A pesar de los cambios operados durante la década de los años 90, los sucesivos modelos contenían dos defectos decisivos desde el punto de vista de los resultados que provocaban en la Hacienda gallega.Por una parte, no garantizaban la provisión de recursos financieros suficientes para que las instituciones de autogobierno fueran capaces de prestar unos servicios públicos de calidad homologable al promedio del Estado. Y, además, consagraban un poder fiscal reducido, no compatible con el rango constitucional de nacionalidad histórica, e inferior a lo que conseguían otras comunidades por mor del tratamiento territorial simétrico en la fijación de los porcentajes de cesión de la cesta de tributos que provocó un resultado desigual en la capacidad de autofinanciamiento de las necesidades de gasto y en el nivel de autonomía fiscal efectiva de cada comunidad.

La nueva dinámica política existente en Catalunya y el notable distanciamiento con las posiciones dominantes en las instituciones del Estado abren interrogantes desconocidas en el ámbito de la financiación territorial. Si en el pasado reciente el papel singular desarrollado por la Generalitat provocaba, de facto, una negociación bilateral que se acompasaba con la discusión multilateral en el seno del Consejo de Política Fiscal y Financiera, ahora resulta más previsible la intensificación de ese factor diferencial.
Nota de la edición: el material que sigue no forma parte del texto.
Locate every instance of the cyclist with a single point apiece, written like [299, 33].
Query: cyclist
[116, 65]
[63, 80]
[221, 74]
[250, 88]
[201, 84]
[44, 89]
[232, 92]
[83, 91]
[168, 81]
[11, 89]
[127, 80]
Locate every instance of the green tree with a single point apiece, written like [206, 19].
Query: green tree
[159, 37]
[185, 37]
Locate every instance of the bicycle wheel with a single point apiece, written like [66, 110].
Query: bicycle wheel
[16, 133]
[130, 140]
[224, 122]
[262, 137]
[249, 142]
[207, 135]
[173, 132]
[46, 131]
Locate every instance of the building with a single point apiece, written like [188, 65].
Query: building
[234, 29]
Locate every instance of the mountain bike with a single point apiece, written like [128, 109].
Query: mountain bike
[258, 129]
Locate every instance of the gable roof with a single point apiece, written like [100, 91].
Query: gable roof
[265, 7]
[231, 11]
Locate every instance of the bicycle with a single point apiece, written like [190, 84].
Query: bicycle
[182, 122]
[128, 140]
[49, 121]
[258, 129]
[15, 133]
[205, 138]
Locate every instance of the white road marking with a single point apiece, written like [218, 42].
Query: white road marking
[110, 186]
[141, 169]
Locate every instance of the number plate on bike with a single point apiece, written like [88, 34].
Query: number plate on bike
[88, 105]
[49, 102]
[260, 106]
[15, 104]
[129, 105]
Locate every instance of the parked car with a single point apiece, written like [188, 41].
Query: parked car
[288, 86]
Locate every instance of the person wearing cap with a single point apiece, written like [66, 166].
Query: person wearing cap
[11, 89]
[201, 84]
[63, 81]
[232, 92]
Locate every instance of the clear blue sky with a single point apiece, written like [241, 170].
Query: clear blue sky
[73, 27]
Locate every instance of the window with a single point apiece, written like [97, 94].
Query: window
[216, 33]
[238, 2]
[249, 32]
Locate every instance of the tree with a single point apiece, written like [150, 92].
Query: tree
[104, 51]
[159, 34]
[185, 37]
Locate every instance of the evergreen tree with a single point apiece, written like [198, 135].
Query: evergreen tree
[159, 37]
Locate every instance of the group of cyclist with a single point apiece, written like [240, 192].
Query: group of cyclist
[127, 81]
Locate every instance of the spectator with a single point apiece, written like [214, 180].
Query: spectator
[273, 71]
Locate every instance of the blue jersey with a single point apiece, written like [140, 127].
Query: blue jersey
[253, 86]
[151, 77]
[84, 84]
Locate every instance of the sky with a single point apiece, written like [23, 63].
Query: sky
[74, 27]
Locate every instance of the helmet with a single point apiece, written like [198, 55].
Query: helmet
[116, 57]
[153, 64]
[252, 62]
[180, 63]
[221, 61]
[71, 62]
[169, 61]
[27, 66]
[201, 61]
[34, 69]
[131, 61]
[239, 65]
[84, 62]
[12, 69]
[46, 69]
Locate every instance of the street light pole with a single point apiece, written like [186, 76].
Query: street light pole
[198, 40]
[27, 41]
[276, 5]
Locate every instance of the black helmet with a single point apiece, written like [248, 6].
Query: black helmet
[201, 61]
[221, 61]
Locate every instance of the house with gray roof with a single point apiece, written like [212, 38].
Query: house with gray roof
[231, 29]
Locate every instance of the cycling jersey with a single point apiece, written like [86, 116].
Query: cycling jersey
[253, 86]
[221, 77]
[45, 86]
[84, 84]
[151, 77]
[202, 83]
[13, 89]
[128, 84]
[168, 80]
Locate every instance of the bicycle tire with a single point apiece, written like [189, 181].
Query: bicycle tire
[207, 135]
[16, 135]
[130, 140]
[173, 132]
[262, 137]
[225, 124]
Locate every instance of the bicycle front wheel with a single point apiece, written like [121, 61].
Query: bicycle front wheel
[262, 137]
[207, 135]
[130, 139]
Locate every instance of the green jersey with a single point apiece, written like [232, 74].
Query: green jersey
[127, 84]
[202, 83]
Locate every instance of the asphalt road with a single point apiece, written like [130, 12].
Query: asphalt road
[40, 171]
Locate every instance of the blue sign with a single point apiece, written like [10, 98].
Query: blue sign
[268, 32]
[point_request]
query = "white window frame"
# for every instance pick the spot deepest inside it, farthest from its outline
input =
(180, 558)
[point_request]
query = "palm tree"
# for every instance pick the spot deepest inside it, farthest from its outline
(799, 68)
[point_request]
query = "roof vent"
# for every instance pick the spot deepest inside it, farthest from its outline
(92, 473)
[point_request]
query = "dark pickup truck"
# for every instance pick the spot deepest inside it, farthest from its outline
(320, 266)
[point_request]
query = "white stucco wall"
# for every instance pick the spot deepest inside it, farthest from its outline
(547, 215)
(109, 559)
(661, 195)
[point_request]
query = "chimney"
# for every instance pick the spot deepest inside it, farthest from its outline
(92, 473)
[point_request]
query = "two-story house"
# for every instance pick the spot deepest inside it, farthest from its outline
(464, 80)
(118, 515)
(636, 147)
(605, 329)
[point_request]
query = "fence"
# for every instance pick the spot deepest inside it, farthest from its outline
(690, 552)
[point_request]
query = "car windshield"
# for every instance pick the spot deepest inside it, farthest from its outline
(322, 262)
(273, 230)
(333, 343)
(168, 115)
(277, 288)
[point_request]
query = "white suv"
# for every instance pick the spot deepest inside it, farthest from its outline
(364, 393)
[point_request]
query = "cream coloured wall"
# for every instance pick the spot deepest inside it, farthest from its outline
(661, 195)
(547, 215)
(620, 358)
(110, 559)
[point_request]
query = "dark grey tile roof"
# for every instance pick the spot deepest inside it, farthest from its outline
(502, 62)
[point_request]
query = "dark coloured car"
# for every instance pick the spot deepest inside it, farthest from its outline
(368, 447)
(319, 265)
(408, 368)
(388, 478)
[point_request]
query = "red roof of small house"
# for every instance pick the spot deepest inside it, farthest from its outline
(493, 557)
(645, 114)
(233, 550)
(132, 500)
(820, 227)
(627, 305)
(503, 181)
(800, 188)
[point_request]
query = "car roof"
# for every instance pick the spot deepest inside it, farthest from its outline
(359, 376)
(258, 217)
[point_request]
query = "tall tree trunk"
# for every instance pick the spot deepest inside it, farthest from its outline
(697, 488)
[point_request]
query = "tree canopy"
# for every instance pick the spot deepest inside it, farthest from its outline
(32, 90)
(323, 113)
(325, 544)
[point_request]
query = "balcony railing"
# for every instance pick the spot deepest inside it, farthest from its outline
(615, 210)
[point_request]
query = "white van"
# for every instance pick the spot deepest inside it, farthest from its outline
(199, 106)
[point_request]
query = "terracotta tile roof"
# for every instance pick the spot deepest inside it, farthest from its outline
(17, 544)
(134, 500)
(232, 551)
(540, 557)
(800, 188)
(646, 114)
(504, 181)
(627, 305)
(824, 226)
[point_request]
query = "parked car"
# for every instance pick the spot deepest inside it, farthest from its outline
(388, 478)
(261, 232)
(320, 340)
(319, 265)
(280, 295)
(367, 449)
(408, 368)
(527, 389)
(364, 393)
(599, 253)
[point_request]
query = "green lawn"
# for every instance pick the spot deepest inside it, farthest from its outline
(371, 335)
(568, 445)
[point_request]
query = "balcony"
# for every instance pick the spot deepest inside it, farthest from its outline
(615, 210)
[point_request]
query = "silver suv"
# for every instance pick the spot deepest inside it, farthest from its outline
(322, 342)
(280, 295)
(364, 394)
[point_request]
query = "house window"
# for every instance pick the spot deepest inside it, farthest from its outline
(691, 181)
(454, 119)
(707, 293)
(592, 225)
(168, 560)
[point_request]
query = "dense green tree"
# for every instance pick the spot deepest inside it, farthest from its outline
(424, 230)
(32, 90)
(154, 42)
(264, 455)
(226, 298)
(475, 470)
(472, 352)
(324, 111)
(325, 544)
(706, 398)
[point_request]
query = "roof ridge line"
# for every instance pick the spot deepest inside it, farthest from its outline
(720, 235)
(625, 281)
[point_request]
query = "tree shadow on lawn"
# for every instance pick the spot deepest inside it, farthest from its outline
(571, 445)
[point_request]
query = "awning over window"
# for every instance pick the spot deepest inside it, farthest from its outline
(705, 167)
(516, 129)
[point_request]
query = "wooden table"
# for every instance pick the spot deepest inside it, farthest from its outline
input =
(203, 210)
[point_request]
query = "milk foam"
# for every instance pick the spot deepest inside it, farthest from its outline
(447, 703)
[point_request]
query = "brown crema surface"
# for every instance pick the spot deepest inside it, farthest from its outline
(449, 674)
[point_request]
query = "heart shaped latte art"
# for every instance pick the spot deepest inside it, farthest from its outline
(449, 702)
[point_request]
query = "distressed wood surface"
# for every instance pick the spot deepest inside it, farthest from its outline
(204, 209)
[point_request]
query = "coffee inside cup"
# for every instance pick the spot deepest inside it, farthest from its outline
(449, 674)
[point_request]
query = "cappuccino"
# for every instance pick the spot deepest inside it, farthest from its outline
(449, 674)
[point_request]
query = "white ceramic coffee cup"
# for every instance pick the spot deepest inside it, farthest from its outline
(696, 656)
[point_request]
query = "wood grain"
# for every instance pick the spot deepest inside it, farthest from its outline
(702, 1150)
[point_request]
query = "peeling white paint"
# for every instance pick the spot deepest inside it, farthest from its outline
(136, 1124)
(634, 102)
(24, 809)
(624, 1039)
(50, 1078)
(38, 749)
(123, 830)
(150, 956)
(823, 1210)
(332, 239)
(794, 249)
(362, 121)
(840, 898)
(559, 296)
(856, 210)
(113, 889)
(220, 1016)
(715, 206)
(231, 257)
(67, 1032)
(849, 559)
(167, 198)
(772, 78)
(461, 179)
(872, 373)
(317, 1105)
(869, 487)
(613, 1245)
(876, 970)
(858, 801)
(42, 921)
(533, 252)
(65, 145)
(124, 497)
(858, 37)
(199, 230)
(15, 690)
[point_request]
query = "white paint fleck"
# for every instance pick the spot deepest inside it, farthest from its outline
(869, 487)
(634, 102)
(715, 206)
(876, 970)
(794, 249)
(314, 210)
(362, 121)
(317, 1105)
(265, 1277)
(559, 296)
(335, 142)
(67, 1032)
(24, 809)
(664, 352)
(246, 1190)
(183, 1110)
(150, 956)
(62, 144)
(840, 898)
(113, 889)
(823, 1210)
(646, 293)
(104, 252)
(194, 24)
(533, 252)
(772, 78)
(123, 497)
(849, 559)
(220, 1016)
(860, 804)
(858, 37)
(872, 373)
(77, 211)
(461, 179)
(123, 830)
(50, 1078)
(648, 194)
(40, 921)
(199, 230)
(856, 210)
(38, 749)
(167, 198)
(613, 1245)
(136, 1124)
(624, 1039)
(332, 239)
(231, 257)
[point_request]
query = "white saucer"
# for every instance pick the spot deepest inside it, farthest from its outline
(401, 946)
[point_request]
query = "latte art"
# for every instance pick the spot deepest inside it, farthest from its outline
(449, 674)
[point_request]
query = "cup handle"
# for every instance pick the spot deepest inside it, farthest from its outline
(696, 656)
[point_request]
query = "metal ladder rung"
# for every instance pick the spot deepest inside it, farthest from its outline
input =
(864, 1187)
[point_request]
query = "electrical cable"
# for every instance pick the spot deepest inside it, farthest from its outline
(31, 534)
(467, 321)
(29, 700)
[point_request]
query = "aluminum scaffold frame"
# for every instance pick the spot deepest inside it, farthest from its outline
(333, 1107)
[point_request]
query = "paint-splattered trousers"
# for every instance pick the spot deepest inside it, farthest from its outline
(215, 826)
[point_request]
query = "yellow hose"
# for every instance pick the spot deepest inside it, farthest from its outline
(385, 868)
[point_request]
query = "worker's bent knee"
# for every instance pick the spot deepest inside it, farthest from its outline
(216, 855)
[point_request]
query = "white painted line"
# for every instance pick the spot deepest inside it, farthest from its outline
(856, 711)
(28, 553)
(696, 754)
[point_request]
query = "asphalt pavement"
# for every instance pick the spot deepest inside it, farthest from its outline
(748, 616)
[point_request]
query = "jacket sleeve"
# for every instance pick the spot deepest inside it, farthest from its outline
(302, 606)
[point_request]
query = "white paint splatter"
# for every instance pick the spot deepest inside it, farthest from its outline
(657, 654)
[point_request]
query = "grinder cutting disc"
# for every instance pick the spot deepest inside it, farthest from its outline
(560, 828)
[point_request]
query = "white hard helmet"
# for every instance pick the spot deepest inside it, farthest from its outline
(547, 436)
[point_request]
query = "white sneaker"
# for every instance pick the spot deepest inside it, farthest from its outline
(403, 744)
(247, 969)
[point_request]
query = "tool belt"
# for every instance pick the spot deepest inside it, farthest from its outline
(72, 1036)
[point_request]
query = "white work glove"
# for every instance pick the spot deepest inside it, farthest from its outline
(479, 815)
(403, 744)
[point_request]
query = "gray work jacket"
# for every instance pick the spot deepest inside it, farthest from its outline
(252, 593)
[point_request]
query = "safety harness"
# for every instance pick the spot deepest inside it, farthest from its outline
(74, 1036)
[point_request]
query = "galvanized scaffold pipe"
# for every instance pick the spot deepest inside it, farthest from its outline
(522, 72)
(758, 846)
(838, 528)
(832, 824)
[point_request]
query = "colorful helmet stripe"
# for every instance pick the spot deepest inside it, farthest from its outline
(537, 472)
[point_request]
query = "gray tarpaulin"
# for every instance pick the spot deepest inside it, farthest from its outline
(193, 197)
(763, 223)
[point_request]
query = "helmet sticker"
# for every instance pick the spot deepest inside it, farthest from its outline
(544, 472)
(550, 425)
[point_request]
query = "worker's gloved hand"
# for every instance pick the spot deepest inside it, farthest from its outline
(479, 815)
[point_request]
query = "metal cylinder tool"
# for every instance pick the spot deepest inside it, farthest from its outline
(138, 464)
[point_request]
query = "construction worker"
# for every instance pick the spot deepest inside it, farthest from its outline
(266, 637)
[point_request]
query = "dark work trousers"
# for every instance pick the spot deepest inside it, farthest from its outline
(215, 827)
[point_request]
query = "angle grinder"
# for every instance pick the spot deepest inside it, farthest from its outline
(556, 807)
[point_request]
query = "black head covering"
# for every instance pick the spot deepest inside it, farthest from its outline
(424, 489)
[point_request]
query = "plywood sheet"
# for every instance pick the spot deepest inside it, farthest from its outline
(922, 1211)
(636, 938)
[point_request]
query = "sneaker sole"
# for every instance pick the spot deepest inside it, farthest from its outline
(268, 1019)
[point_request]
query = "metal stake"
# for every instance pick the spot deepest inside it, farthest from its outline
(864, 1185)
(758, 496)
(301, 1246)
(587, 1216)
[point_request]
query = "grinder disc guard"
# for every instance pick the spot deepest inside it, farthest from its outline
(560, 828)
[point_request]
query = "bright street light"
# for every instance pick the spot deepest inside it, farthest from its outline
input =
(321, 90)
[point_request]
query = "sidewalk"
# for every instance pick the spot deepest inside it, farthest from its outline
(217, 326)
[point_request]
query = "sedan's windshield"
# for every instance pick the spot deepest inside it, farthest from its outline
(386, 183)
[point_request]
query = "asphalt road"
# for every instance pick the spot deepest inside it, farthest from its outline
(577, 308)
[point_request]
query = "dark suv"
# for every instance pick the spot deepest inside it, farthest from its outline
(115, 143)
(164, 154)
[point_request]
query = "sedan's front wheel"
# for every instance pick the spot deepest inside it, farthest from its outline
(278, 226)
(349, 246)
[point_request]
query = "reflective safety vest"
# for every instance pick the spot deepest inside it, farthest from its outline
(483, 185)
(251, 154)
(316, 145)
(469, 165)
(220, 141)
La no participación del gobierno de Puigdemont en la comisión de expertos que va a elaborar una primera propuesta certifica la inviabilidad de la aplicación de la vieja lógica negociadora. Sin la presencia de Euskadi y de la Comunidad Foral de Navarra (como consecuencia del sistema de concierto que rige en esos territorios), la eventual ausencia de las instituciones catalanas suscita serias dudas sobre la consistencia política de un hipotético acuerdo final en esta materia.